Но указывать пальцем и называть по именам новых космополитов Тюльпанов не стал. Другие выступающие сразу же принялись «склонять» Фельдмана, а заодно искать формализм у немцев: «картины на вокзале Александерплатц формалистичны», не вскрыты ошибки немецких музыковедов, «в немецкой кинематографии не все в порядке»531. Собранию и докладчику явно не хватило коммунистической боевитости. Политуправление СВАГ осталось недовольно. Партийный следователь парткомиссии СВАГ А. Ф. Буров рекомендовал «партийное собрание… по борьбе с буржуазным космополитизмом, как проведенное на низком идейно-политическом уровне… отменить… и вновь поставить этот вопрос»532.

Кривопалов на партсобрании, где коммунисты боролись с космополитами, не был. Иначе к космополитам наверняка прибавился бы еще один – Дымшиц. Тюльпанов понимал, что тучи сгущаются. Прибегли к обычной практике – «сомнительного» сотрудника отправили в СССР, пока не разразился очередной скандал. Вернувшись на работу, Кривопалов узнал, что его идеологический враг благополучно отбыл на Родину, да еще перед отъездом закатил шикарные проводы в Доме культуры.

Дымшиц уехал из Германии без позорного клейма. А официальным сваговским космополитом с легкой руки Тюльпанова стал репрессированный Фельдман. Во всяком случае, на партактиве СВАГ, состоявшемся 9 марта 1949 года, через день после партсобрания в Управлении информации, Главноначальствующий, разоблачая космополитизм, указал все на того же Фельдмана. Интересно, что В. Д. Соколовский, описывая ситуацию с космополитами в СВАГ, ограничился всего несколькими фразами и выразился достаточно мягко: «И у нас также есть люди несвободные, по крайней мере, от колебаний и сочувствия космополитам»533. Его заместитель по политическим вопросам А. Г. Русских в своем выступлении прибавил к Фельдману еще двух «космополитов» – переводчиков из Управления внутренних дел СВАГ. И упрекнул коммунистов, что некоторые товарищи неправильно понимают ситуацию: «…если у нас нет здесь театральных критиков (и театра пока еще нет), нет писателей и почти нет философов, то наше дело – сторона. А это в корне неверно. Мы работающие за границей, в гораздо большей мере, чем наши товарищи в Советском Союзе, ощущаем тлетворное влияние разлагающейся буржуазной культуры, это факт». Поэтому, хотя «таких выродков в нашей среде единицы», сваговцы должны быть особенно бдительными534. Партийные верхи продолжали давить и требовать. Обстановка становилась все более опасной для всех, кто работал с немцами или имел контакты с союзниками.

ЧАСТЬ 5. ПРИНУЖДЕНИЕ К ДОБРОВОЛЬНОСТИ: СВАГОВЦЫ И ПОСЛЕВОЕННЫЕ ЗАЙМЫ

«Перегибы», «инциденты» или тотальная практика?

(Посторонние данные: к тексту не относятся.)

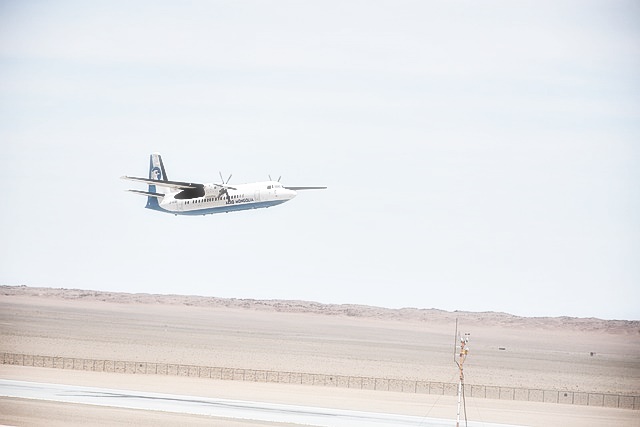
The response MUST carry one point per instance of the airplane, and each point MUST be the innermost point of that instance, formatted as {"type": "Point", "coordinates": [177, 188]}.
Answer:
{"type": "Point", "coordinates": [187, 198]}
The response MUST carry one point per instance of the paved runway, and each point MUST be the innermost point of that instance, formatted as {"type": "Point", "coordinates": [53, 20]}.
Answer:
{"type": "Point", "coordinates": [224, 408]}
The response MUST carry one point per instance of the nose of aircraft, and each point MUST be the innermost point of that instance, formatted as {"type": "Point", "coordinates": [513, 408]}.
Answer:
{"type": "Point", "coordinates": [288, 194]}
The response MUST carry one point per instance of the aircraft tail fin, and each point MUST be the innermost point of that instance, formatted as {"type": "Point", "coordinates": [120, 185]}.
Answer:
{"type": "Point", "coordinates": [156, 173]}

В семантике сталинского общества принуждение и добровольность редко противоречили друг другу. Чаще они представляли собой идейно-организационный монолит, одну из опор сталинского лоялизма. Вынужденная добровольность выступала дополнением и продолжением методов прямого насилия и принуждения, с одной стороны, и экзальтированного энтузиазма, старательно насаждаемого пропагандой, с другой. Эта специфическая добровольность позволяла власти в период позднего сталинизма проводить важные для нее, но ущемляющие интересы населения социально-политические кампании, не прибегая к прямому насилию, без явных протестов и открытого противодействия. Важной частью этого не вполне освоенного исследователями пространства принудительной добровольности мы считаем историю послевоенных займов. Эти займовые кампании ставили человека сталинской эпохи перед неприятной дилеммой: смириться и играть по привычным правилам, навязанным властью, или все же (война-то закончилась!) попытаться защитить свой карман от государства, увернуться от одной из многих «добровольных повинностей» или хотя бы уменьшить ее довольно тяжелое бремя?! Как и почему этот человек делал свой «добровольный» выбор, до сих пор остается одной из психологических загадок советской истории вообще и периода позднего сталинизма в частности.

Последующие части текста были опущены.